In [1]:
import pandas as pd

# 1. Load the data
df = pd.read_csv('customer_data.csv')

# 2. Check how many rows we have at the start
initial_shape = df.shape
print(f"Starting point: {initial_shape[0]} rows and {initial_shape[1]} columns.")

# 3. Remove exact duplicate rows
# This looks for rows where every single column is identical
df.drop_duplicates(inplace=True)

# 4. Check how many rows are left
final_shape = df.shape
print(f"After removing duplicates: {final_shape[0]} rows.")
print(f"Total duplicates removed: {initial_shape[0] - final_shape[0]}")

# 5. Look at the first 5 rows to see the mess
df.head()

Starting point: 8705 rows and 10 columns.
After removing duplicates: 8705 rows.
Total duplicates removed: 0


Unnamed: 0,CustomerID,Name,Age,Gender,Country,SignupDate,LastLogin,TotalPurchase,PreferredDevice,Email
0,e3e70682-c209-4cac-a29f-6fbed82c07cd,Christopher Williams,63.0,Male,USA,2021-12-22,2023-09-12,2141.15,dasktop,margaret03@bullock.info
1,f728b4fa-4248-4e3a-8a5d-2f346baa9455,Kevin Hopkins,42.0,Female,UK,2023-04-21,2024-06-28,2863.67,,tammy76@mcintyre.org
2,eb1167b3-67a9-4378-bc65-c1e582e2e662,Sonya Stafford,76.0,Femlae,UK,2020-09-16,2023-06-13,2427.18,,lauramichael@hotmail.com
3,f7c1bd87-4da5-4709-9471-3d60c8a70639,Matthew Schmidt,53.0,Unknown,Indai,2021-05-16,2024-12-15,5986.07,moblie,@example.com
4,e443df78-9558-467f-9ba9-1faf7a024204,Kristen Banks,74.0,,UK,2022-04-14,2025-01-08,3374.72,dasktop,blacknicole@smith-lewis.com


1. Why start with Duplicates?
In data science, Duplicates are like echoes. If a customer bought a $50 shirt once, but the system recorded it twice, your total sales math will be wrong. By using df.drop_duplicates(), we ensure that every row represents a unique event or person.

2. Understanding inplace=True
This is a very important Pandas concept.

Without inplace=True: Pandas creates a copy of the data without duplicates but leaves the original df messy.

With inplace=True: You are telling Pandas, "Modify the actual variable df right now." It saves memory and keeps your code clean.

3. What is df.shape?
Think of your data like a grid or a spreadsheet. shape is a quick way to ask Python, "How big is this grid?" It returns two numbers: (Rows, Columns). We use initial_shape[0] to specifically look at the number of rows.

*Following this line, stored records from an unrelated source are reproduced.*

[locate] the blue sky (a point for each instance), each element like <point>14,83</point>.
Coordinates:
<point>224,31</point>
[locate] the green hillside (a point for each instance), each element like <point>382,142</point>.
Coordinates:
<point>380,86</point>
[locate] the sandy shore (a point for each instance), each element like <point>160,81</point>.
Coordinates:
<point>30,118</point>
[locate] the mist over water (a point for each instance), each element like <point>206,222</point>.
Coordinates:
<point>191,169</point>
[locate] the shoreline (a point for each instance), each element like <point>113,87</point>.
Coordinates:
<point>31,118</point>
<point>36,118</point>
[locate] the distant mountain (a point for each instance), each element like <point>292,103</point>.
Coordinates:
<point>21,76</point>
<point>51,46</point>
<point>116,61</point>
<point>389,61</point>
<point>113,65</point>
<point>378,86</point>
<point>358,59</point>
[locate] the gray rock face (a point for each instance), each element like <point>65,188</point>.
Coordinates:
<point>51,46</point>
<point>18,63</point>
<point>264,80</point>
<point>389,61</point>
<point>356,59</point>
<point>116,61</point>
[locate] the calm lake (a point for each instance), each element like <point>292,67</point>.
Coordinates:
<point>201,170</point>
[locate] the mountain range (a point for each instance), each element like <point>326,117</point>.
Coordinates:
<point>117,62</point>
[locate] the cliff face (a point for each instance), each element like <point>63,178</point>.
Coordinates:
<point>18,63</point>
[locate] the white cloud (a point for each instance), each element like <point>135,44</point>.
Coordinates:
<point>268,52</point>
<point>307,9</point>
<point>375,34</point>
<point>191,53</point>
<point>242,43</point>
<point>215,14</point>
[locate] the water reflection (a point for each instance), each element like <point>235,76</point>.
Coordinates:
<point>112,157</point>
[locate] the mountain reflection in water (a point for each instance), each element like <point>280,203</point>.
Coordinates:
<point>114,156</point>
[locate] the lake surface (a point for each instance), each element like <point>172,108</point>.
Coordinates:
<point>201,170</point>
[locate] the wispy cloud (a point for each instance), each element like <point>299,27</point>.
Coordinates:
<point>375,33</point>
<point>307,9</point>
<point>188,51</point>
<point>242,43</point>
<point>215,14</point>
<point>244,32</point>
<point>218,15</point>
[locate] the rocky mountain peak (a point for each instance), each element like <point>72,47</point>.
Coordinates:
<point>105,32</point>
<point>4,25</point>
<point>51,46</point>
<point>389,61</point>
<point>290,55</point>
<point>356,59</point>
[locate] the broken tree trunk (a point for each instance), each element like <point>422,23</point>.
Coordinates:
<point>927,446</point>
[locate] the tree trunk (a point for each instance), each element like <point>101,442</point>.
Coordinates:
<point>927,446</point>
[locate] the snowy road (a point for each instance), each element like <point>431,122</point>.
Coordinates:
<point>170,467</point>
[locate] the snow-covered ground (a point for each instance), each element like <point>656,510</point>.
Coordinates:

4. The df.head() inspection
This command shows you the top 5 rows. When you run this, look closely at the columns. You might notice:

Country: You might see "Indai" instead of "India."

Gender: You might see "mle" or "Femlae."

NaN: You will see this "NaN" word. It stands for Not a Number, which is how Python marks a hole where data is missing.

In [2]:
df.shape

(8705, 10)

## Before Correcting the typos

In [3]:
print("Unique Countries:", df['Country'].unique())
print("Unique Genders:", df['Gender'].unique())
print("Unique Devices:", df['PreferredDevice'].unique())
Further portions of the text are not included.